Outside of Christianity, there are movements urging people to see death as neutral, even a chance to be part of something bigger than ourselves (see the death positivity movement and eco-death trend). Keller’s question is apt in light of these trends: “Does such a view of death fit our deepest intuitions?” (41). The truth is it doesn’t. Death is not the way it ought to be. Rather than encouraging stoicism, Keller rightly states that “we have a lot of crying to do” (43).

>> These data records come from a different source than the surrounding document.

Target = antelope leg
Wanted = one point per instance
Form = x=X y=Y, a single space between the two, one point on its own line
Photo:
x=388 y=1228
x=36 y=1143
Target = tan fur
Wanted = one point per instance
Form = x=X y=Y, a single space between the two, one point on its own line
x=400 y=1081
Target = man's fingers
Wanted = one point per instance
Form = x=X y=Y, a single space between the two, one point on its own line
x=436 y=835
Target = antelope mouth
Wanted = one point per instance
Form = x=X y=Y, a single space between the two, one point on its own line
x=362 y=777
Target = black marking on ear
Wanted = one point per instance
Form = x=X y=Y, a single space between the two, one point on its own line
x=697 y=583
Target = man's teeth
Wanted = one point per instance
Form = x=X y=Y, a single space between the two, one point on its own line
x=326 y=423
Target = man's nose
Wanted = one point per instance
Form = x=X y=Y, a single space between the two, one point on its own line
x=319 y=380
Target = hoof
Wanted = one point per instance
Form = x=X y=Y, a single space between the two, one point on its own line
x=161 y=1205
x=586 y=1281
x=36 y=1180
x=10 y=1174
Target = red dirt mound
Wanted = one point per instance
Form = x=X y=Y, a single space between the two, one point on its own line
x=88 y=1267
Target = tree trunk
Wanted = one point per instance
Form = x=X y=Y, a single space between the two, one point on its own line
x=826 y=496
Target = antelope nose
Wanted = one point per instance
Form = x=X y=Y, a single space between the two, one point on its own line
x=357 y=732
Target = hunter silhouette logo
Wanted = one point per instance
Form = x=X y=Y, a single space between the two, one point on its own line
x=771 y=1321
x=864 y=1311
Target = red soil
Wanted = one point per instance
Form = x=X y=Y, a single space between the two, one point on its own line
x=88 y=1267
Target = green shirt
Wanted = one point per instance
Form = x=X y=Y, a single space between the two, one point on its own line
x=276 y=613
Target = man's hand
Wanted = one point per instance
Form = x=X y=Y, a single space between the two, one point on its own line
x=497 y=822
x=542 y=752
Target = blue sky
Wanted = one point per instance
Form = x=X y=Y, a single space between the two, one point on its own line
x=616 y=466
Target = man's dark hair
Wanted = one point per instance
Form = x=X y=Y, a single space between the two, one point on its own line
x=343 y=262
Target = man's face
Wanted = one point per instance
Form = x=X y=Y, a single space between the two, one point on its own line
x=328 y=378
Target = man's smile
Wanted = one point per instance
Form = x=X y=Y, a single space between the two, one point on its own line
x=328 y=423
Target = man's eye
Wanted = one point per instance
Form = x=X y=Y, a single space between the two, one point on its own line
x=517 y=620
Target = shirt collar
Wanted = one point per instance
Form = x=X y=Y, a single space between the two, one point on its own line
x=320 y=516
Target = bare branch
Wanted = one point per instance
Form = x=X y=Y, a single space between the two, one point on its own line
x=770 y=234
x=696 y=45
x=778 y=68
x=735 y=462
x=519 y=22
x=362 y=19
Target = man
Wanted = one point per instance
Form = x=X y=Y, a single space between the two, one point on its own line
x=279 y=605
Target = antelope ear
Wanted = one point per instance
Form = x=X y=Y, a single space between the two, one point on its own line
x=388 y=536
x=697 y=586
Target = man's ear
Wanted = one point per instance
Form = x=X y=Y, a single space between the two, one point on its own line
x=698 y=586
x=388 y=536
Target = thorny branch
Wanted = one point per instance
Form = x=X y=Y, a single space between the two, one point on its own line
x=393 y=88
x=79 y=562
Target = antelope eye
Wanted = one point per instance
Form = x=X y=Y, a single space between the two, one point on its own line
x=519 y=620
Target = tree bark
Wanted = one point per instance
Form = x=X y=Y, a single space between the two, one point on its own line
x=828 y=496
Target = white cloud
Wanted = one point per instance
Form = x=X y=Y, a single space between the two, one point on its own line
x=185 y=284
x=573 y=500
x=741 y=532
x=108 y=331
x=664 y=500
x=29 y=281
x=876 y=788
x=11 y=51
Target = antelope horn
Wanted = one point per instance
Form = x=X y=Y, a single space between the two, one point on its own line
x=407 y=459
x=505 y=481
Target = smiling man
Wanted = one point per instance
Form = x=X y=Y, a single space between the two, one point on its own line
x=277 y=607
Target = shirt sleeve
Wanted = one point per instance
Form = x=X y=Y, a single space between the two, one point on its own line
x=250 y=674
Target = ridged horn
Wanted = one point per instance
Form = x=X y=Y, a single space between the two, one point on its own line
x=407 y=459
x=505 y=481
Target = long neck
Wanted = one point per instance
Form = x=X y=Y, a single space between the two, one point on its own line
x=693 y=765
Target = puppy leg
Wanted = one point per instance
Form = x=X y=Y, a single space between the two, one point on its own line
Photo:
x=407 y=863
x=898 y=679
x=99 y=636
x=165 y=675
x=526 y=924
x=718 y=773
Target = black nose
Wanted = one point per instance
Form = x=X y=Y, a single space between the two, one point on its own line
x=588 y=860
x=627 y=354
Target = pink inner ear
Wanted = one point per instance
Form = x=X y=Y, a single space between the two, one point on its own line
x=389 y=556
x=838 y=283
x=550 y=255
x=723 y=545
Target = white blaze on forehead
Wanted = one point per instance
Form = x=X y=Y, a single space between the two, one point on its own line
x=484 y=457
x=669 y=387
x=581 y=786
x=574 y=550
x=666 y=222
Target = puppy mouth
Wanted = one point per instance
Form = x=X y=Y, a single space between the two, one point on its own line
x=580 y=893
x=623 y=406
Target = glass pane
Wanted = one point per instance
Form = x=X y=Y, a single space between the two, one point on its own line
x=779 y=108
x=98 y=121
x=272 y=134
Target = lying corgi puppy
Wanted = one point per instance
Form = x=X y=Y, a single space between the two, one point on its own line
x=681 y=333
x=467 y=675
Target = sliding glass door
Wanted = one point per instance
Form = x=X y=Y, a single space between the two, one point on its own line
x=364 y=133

Here is another heart-check for the believer—how well do we grieve? How well do we allow our friends and neighbors to grieve? For the unbeliever, what a relief it can be to know human death isn’t just part of the circle of life, or an absorption into the cosmos or a collective being.
But neither Paul nor Keller advocates despair. First Thessalonians instructs us to have hope; Keller explains our Christian hope is “uniquely powerful” among other worldviews and religions (50). What a comfort these realities can offer to believer and unbeliever alike.
- First, Christian hope is personal. Death will not strip us of our individuality. Not only that, our relationships with other children of God will continue after our death, uncorrupted by sin. Can you imagine the beauty of these relationships?
- Second, Christian hope isn’t merely spiritual, but involves real people, places, and things. Perfected reality. Amazingly, “we’re going to eat and drink with the Son of Man” (55).
- Third, the Christian hope maximizes joy because “we will be in perfect communion with him” (57). Keller writes, “When you at last you see the God of the universe looking at you with love, it will inflict on you a joy that will make all of the potentialities of your soul erupt and you will experience the glorious freedom of the children of God” (65). Our hope is in joy beyond imagination.
- Finally, the Christian hope is sure. In contrast to other religions, “we do not anxiously wonder if we have been good enough to go to God when we die” (67). When death strips us of everything else, there is no greater hope.
Smelling Salts
Keller urges his readers that death should function as smelling salts, “telling you that everything in life is temporary except for his love.” With or without faith in Christ, we will all face death. But praise be to God, it has no final power over a Christian. “We should grieve, yet we should have hope; we should wake up from our denial and discover a source of peace that will not leave us; and finally we should laugh and sing” (71).
On Death is a wonderful resource to help believers—and unbelievers—do just that: move through fear, press into grief, and find, at the end, deep joy.